Dear Dr. Linda,
Let’s begin by saying that I hate to write and writing papers was a nightmare for me in school and college. Our kids are now in seventh and 10th and required to write papers. My husband, a math teacher, told me that he’s probably a worse writer than I am, so he doesn’t touch any paper they have to write. He always teases them and says, “You want a C or maybe even a D? Then I’m your man.” Unfortunately, our kids have inherited our lack of writing skills. Is there any formula that I can teach them, that will help them?
Dear Poor Writers,
The five-paragraph paper is the way to go. It’s also been called the five-finger essay and has been presented in many different ways, but the basic idea is the same. And it’s a standard for the writing sections of most college entrance exams.
Here’s the way it works:
The five-paragraph paper has, well, five paragraphs—each with its own role to play. The first paragraph introduces the topic and three different points that support the position or argument. (Hence, it’s called the “introduction.”) For example, if your topic is “It’s Good for a Child to Have a Pet,” you would write down three facts, or topic sentences, that support your idea that it’s good for a child to have a pet.
- Pets are fun to play with.
- Having a pet teaches responsibility.
- Pets are friends.
The three middle paragraphs (paragraphs 2, 3 and 4) each deal with one of your arguments or topic sentences that “back up” or support what you wrote in your introductory paragraph:
- Paragraph 2—Your topic sentence is: Pets are fun to play with. Now, write down three reasons, examples, or facts that support your idea that pets are fun to play with.
- Paragraph 3—Your topic sentence is: Pets teach responsibility. Under this, write down three reasons, examples, or facts that support your idea that pets teach responsibility.
- Paragraph 4—Your topic sentence is: Pets are friends. As before, think of and write three reasons, examples, or facts to support your idea that pets are friends.
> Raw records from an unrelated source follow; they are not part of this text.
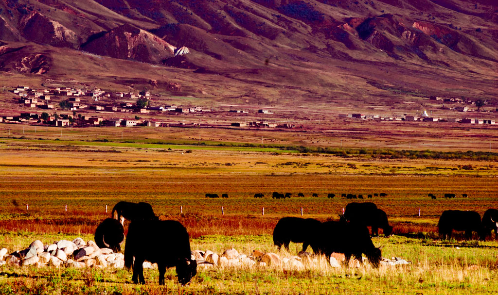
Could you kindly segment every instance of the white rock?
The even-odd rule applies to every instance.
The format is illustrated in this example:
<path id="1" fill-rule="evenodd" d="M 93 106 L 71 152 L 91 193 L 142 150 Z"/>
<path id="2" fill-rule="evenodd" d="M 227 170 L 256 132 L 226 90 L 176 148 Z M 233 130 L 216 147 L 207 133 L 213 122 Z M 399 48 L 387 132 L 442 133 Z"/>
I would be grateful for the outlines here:
<path id="1" fill-rule="evenodd" d="M 52 252 L 54 250 L 57 249 L 57 245 L 55 244 L 50 244 L 47 246 L 47 249 L 45 251 L 47 252 Z"/>
<path id="2" fill-rule="evenodd" d="M 73 240 L 73 243 L 76 245 L 86 245 L 86 243 L 85 242 L 85 240 L 80 238 L 77 237 L 74 240 Z"/>
<path id="3" fill-rule="evenodd" d="M 225 256 L 222 256 L 218 259 L 218 265 L 224 266 L 228 264 L 228 259 Z"/>
<path id="4" fill-rule="evenodd" d="M 67 260 L 67 255 L 66 255 L 66 253 L 60 249 L 57 250 L 54 256 L 63 261 Z"/>
<path id="5" fill-rule="evenodd" d="M 62 263 L 62 261 L 55 256 L 50 256 L 50 261 L 48 262 L 49 264 L 55 267 L 59 267 Z"/>
<path id="6" fill-rule="evenodd" d="M 107 261 L 106 260 L 106 258 L 107 258 L 107 255 L 101 254 L 97 256 L 96 258 L 97 259 L 97 264 L 99 265 L 102 265 L 104 267 L 107 267 Z"/>
<path id="7" fill-rule="evenodd" d="M 221 255 L 222 257 L 227 257 L 227 259 L 235 259 L 239 257 L 239 252 L 233 248 L 225 250 Z"/>
<path id="8" fill-rule="evenodd" d="M 38 256 L 31 256 L 27 259 L 24 259 L 22 261 L 22 266 L 35 264 L 39 261 L 40 257 Z"/>
<path id="9" fill-rule="evenodd" d="M 5 252 L 5 253 L 6 253 L 6 252 Z M 209 255 L 211 255 L 212 254 L 214 254 L 214 252 L 213 252 L 212 251 L 210 250 L 206 250 L 204 252 L 204 256 L 203 257 L 203 258 L 204 258 L 204 260 L 205 260 L 208 258 L 208 256 L 209 256 Z"/>
<path id="10" fill-rule="evenodd" d="M 54 243 L 54 244 L 55 243 Z M 76 244 L 74 243 L 67 240 L 61 240 L 57 242 L 57 249 L 62 249 L 63 248 L 65 248 L 66 247 L 73 247 L 76 246 Z"/>
<path id="11" fill-rule="evenodd" d="M 113 253 L 113 250 L 109 248 L 102 248 L 100 249 L 103 254 L 109 254 Z"/>
<path id="12" fill-rule="evenodd" d="M 50 260 L 50 253 L 48 252 L 43 252 L 38 255 L 40 257 L 40 262 L 46 263 Z"/>
<path id="13" fill-rule="evenodd" d="M 224 257 L 226 258 L 226 257 Z M 219 256 L 218 255 L 215 253 L 212 253 L 209 254 L 207 257 L 206 257 L 206 261 L 208 262 L 211 262 L 211 263 L 214 263 L 215 265 L 218 265 L 218 259 L 219 259 Z"/>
Paragraph five is your concluding paragraph, which, like the introduction, restates the topic (it’s good for a child to have a pet) and recaps the main points from paragraphs 2, 3 and 4.
It’s as simple as 1, 2, 3, 4, 5. You now have an outline from which to write your essay or paper. Note: If you can’t come up with three reasons, examples or facts to support your topic or topic sentences, use two. If you can’t come up with at least two, choose another topic.